HIV seropositive and seronegative women in a national cohort study had Pap tests collected every six months, with colposcopy for any abnormal result. Prospectively collected colposcopy and histology findings were analyzed retrospectively using Pearson Chi-square, t-test and Wilcoxon two-sample tests, logistic regression models, and Kappa coefficients.
After adjusting for age and Pap result, 1618 eligible HIV seropositive women were more likely than 406 seronegative women to have inadequate colposcopic examinations, abnormal colposcopic findings, and large cervical lesions.
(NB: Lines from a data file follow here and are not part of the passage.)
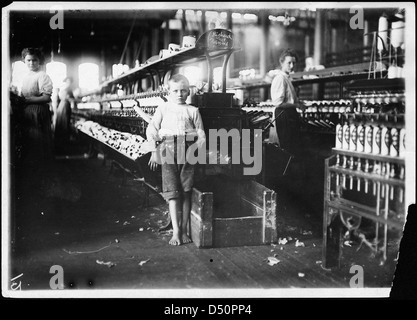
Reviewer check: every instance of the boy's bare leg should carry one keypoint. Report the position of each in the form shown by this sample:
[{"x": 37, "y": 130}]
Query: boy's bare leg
[
  {"x": 174, "y": 205},
  {"x": 186, "y": 209}
]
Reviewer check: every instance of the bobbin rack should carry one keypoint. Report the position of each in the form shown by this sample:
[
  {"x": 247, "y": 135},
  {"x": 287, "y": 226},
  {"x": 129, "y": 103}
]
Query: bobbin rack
[{"x": 364, "y": 177}]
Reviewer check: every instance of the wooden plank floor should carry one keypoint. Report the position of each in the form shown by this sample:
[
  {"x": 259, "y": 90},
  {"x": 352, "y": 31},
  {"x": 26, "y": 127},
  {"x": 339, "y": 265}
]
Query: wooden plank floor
[{"x": 108, "y": 223}]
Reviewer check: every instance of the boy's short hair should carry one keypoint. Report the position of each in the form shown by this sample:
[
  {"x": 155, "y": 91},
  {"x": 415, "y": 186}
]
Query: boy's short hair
[
  {"x": 176, "y": 78},
  {"x": 34, "y": 52},
  {"x": 288, "y": 53}
]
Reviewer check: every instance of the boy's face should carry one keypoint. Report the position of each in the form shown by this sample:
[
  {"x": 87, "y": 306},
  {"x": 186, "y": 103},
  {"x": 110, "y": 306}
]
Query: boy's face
[
  {"x": 288, "y": 64},
  {"x": 32, "y": 62},
  {"x": 179, "y": 92}
]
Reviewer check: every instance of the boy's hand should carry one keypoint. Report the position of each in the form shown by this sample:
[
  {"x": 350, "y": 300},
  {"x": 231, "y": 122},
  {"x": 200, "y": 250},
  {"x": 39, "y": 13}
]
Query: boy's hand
[{"x": 153, "y": 164}]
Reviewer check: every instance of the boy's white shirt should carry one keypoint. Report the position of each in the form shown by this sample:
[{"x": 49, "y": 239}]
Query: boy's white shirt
[
  {"x": 282, "y": 89},
  {"x": 172, "y": 119}
]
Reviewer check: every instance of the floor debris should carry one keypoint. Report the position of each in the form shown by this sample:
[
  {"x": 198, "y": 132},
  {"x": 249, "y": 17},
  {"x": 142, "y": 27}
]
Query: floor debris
[
  {"x": 273, "y": 261},
  {"x": 143, "y": 262},
  {"x": 108, "y": 264}
]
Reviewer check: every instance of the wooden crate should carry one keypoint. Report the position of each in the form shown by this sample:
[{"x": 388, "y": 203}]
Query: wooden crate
[{"x": 228, "y": 213}]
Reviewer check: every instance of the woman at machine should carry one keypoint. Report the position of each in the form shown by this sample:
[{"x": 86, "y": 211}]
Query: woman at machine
[{"x": 283, "y": 96}]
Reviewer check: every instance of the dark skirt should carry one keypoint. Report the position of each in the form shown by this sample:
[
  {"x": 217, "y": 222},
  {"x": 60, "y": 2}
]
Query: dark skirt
[{"x": 37, "y": 144}]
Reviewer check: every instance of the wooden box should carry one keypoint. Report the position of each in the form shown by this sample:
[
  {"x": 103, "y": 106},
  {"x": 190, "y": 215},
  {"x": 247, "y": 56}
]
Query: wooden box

However, among those with abnormal colposcopy, colposcopic characteristics and lesion size and number did not differ by HIV serostatus. Agreement between colposcopists' impressions and highest grade biopsy diagnoses was fair (kappa coefficient 0.35, 95% C.I. 0.31, 0.38). Agreement did not differ by HIV serostatus and did not improve with multiple biopsies (weighted kappa coefficient 0.35, 95% C.I. 0.32, 0.39) or after including all histology results over two years following colposcopy.
Although HIV seropositive women with abnormal cytology are more likely to have colposcopic abnormality, the performance of colposcopy appears to be similar to that in HIV seronegative women. Biopsy is required to confirm colposcopic impression.
本研究旨在比较HIV血清学阳性和血清学阴性且巴氏试验异常的女性的阴道镜检查结果及阴道镜诊断的准确性。
在一项全国队列研究中,HIV血清学阳性和血清学阴性的女性每6个月进行一次巴氏试验,若结果异常则进行阴道镜检查。对前瞻性收集的阴道镜检查和组织学检查结果进行回顾性分析,采用Pearson卡方检验、t检验和Wilcoxon双样本检验、逻辑回归模型以及Kappa系数。
在对年龄和巴氏试验结果进行校正后,1618名符合条件的HIV血清学阳性女性比406名血清学阴性女性更有可能出现阴道镜检查不充分、阴道镜检查结果异常以及较大的宫颈病变。然而,在阴道镜检查异常的患者中,阴道镜特征、病变大小和数量在HIV血清学状态方面并无差异。阴道镜医生的诊断与最高级别活检诊断之间的一致性一般(kappa系数0.35,95%置信区间0.31,0.38)。一致性在HIV血清学状态方面没有差异,并且在进行多次活检后(加权kappa系数0.35,95%置信区间0.32,0.39)或纳入阴道镜检查后两年内的所有组织学结果后也没有改善。
尽管细胞学异常的HIV血清学阳性女性更有可能出现阴道镜异常,但阴道镜检查的表现似乎与HIV血清学阴性女性相似。需要进行活检以确认阴道镜诊断。